Autoloader: A potential issue with different major versions of dependencies

[anomiex]

I looked into the Jetpack autoloader when doing some reviews. It seems like an interesting approach to the problem of trying to drop plugins, each with their own vendor directory full of dependencies, into an existing installation without requiring a top level composer install to properly collect all the dependencies into one vendor directory.

For example, if a plugin uses "some/library" at version 1.0.3, and another plugin uses "some/library" at version 1.0.7, our autoloader will pick the 1.0.7 version.

But consider if a third plugin brings in "some/library" at version 2.0.0, which (as indicated by the semver version number) has breaking changes with respect to the 1.x series. Our autoloader would pick 2.0.0, which might break one of the first two plugins if they use something from the library that was removed or changed.

Remember that even if we avoid this in our own libraries by releasing a "some/libraryV2" instead of a 2.0.0 version, the autoloader may also be used to bring in other libraries that likely don't do that sort of thing.

Composer itself handles this sort of situation by raising an error when you try to composer install or composer update, complaining that no version satisfies all the dependencies. The third plugin might even avoid the problem by depending on "~1.0.7 || ~2.0.0" (and doing library feature detection somehow in-code).

At the least, we might log a warning of some sort if we have to choose between different major versions. Ideally we might collect the constraints applying to each package in addition to the package's version in the generated jetpack_autoload_*.php, and use that when autoloading to select the best version of the package (or raise an error if no version satisfies all constraints) instead of just picking the highest.

[jeherve]

cc @kbrown9 for your thoughts on this.

[kbrown9]

For example, if a plugin uses "some/library" at version 1.0.3, and another plugin uses "some/library" at version 1.0.7, our autoloader will pick the 1.0.7 version.

But consider if a third plugin brings in "some/library" at version 2.0.0, which (as indicated by the semver version number) has breaking changes with respect to the 1.x series. Our autoloader would pick 2.0.0, which might break one of the first two plugins if they use something from the library that was removed or changed.

Yes, this is a major limitation of Jetpack's autoloader.

In addition, Jetpack's autoloader could lose control of which package version is loaded when another plugin uses a package but does not use Jetpack's autoloader. For example, if a fourth plugin installs "some/library" version 1.0.2, but does not use Jetpack's autoloader, version 1.0.2 files from "some/library" could be loaded if the fourth plugin is loaded before the others.

At the least, we might log a warning of some sort if we have to choose between different major versions. Ideally we might collect the constraints applying to each package in addition to the package's version in the generated jetpack_autoload_*.php, and use that when autoloading to select the best version of the package (or raise an error if no version satisfies all constraints) instead of just picking the highest.

Collecting version constraints, attempting to resolve them, and displaying a message when version constraints cannot be resolved are long-term goals for the Jetpack autoloader. As far as I know, no one is working on it yet. If you're interested in that, feel free to work on it!

[anomiex]

If you're interested in that, feel free to work on it!

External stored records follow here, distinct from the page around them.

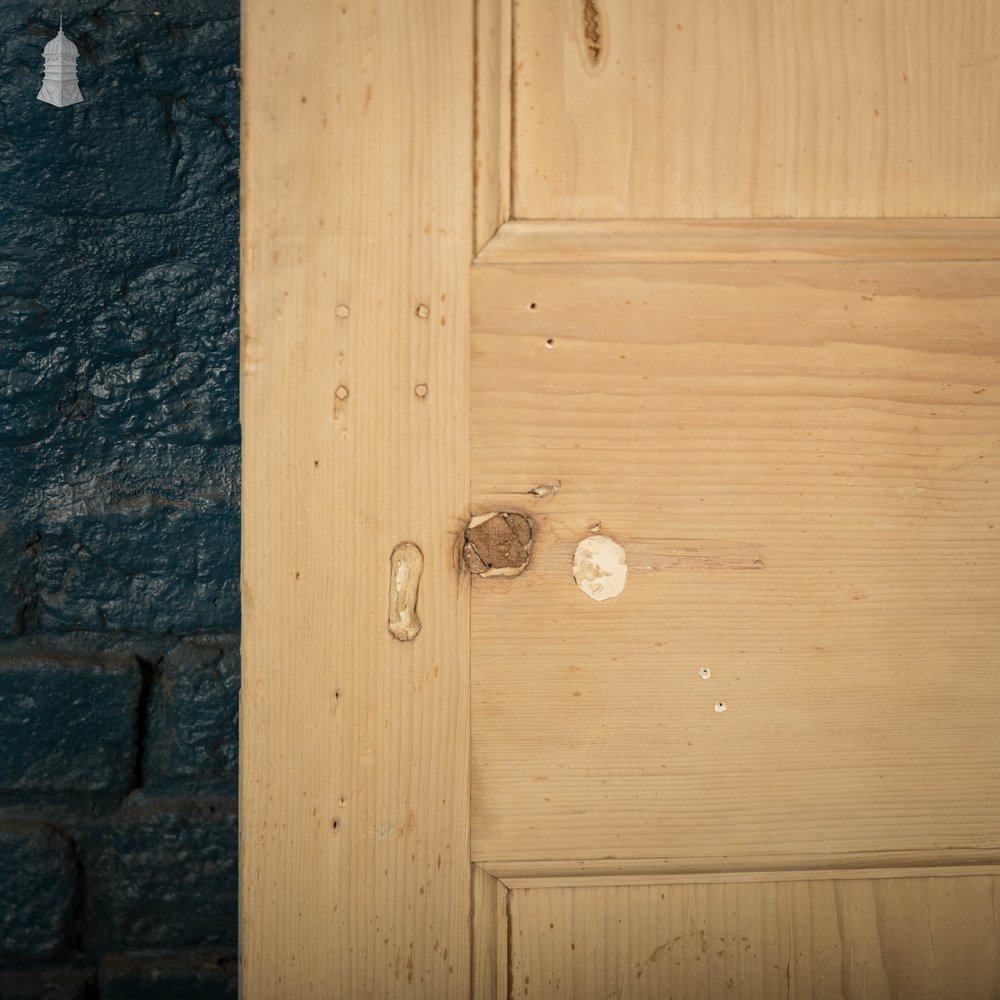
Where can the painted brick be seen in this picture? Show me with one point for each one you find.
(119, 366)
(38, 890)
(153, 565)
(177, 978)
(48, 984)
(193, 725)
(166, 877)
(67, 727)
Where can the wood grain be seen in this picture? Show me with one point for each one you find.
(918, 938)
(357, 203)
(490, 937)
(754, 108)
(659, 241)
(494, 58)
(803, 463)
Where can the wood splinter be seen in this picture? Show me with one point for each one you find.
(405, 566)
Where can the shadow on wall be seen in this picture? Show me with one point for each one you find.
(119, 524)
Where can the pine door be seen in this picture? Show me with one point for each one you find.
(700, 299)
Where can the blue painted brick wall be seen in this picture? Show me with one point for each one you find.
(119, 504)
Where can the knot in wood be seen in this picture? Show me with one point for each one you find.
(498, 543)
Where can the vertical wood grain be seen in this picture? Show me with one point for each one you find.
(494, 53)
(490, 927)
(357, 148)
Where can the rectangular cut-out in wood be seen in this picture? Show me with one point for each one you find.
(632, 109)
(836, 426)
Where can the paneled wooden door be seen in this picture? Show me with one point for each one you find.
(717, 280)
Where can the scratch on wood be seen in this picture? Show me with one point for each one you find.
(405, 566)
(592, 30)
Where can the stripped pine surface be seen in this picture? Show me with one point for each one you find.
(923, 938)
(634, 109)
(357, 235)
(801, 462)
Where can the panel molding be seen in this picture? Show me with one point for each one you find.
(494, 59)
(706, 241)
(556, 874)
(491, 945)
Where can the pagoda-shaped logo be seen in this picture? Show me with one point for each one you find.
(59, 85)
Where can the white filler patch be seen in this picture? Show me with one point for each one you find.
(600, 567)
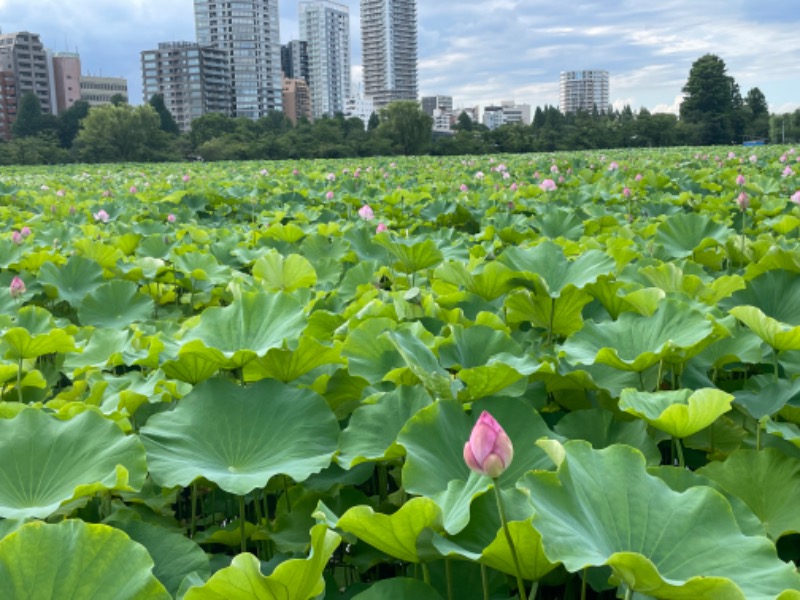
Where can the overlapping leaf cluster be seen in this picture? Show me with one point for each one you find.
(210, 381)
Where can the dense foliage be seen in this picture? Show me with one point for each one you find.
(256, 380)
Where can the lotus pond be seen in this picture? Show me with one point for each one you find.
(256, 380)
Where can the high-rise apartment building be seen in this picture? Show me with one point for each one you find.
(193, 80)
(584, 90)
(97, 90)
(66, 79)
(389, 49)
(294, 60)
(248, 33)
(24, 55)
(325, 27)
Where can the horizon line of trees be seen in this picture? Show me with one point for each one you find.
(713, 112)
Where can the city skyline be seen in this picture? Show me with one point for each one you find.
(483, 52)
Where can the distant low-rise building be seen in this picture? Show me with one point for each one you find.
(193, 80)
(98, 90)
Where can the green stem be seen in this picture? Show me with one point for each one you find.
(484, 582)
(449, 576)
(242, 522)
(504, 521)
(681, 460)
(193, 525)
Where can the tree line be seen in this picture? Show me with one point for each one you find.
(713, 111)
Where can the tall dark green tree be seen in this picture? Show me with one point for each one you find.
(709, 101)
(29, 119)
(168, 124)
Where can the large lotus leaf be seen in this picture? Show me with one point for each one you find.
(775, 293)
(73, 559)
(396, 534)
(277, 273)
(372, 430)
(767, 481)
(296, 579)
(634, 342)
(250, 325)
(115, 305)
(287, 365)
(35, 334)
(412, 254)
(601, 507)
(684, 233)
(175, 555)
(489, 282)
(779, 336)
(239, 437)
(680, 413)
(72, 281)
(560, 315)
(547, 262)
(601, 429)
(434, 440)
(45, 462)
(399, 588)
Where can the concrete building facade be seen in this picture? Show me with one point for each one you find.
(23, 54)
(66, 79)
(98, 90)
(389, 50)
(193, 80)
(294, 60)
(325, 27)
(584, 90)
(248, 32)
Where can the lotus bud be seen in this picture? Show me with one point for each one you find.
(489, 450)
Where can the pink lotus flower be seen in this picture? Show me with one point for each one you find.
(489, 450)
(366, 212)
(743, 201)
(548, 185)
(17, 287)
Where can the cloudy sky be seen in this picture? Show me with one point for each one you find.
(486, 51)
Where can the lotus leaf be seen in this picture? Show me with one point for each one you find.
(239, 437)
(46, 462)
(602, 508)
(74, 559)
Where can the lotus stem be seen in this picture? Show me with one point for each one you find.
(242, 523)
(484, 582)
(504, 521)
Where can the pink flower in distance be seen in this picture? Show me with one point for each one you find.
(17, 287)
(366, 212)
(548, 185)
(743, 201)
(489, 450)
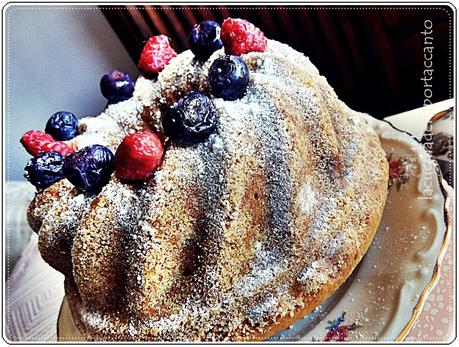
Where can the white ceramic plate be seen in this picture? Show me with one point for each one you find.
(386, 292)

I might just do that at some point. Some notes/brainstorming:

• Composer doesn't seem to directly record the constraints that led to a package being selected. Looks like we may be able to extract them by starting from the "root" package object and collecting ->getRequires() recursively (->getTarget() and ->getConstraint()). And maybe also ->getDevRequires() on the root package only? Note a package may be required via multiple paths with different constraints.
• It may be more efficient to restructure the manifests by package, with each package having the version, constraints, and maps, versus the current strategy of storing the maps with a version added to each individual map entry. That would necessitate an autoloader V3 though.
• The constraint checking should be able to be more straightforward than what Composer itself has to do, because we can probably get away with caring only about the individual package rather than the whole dependency tree.
• Too bad we can't just re-run Composer on plugin install/update/removal to create one centralized vendor directory. But I agree with this comment where it points out that a site may have permissions that let someone drop in plugins but will not allow WordPress to modify vendor/. That would probably also break WordPress's and Jetpack's updating, but the site admin who set it up that way might consider that a feature.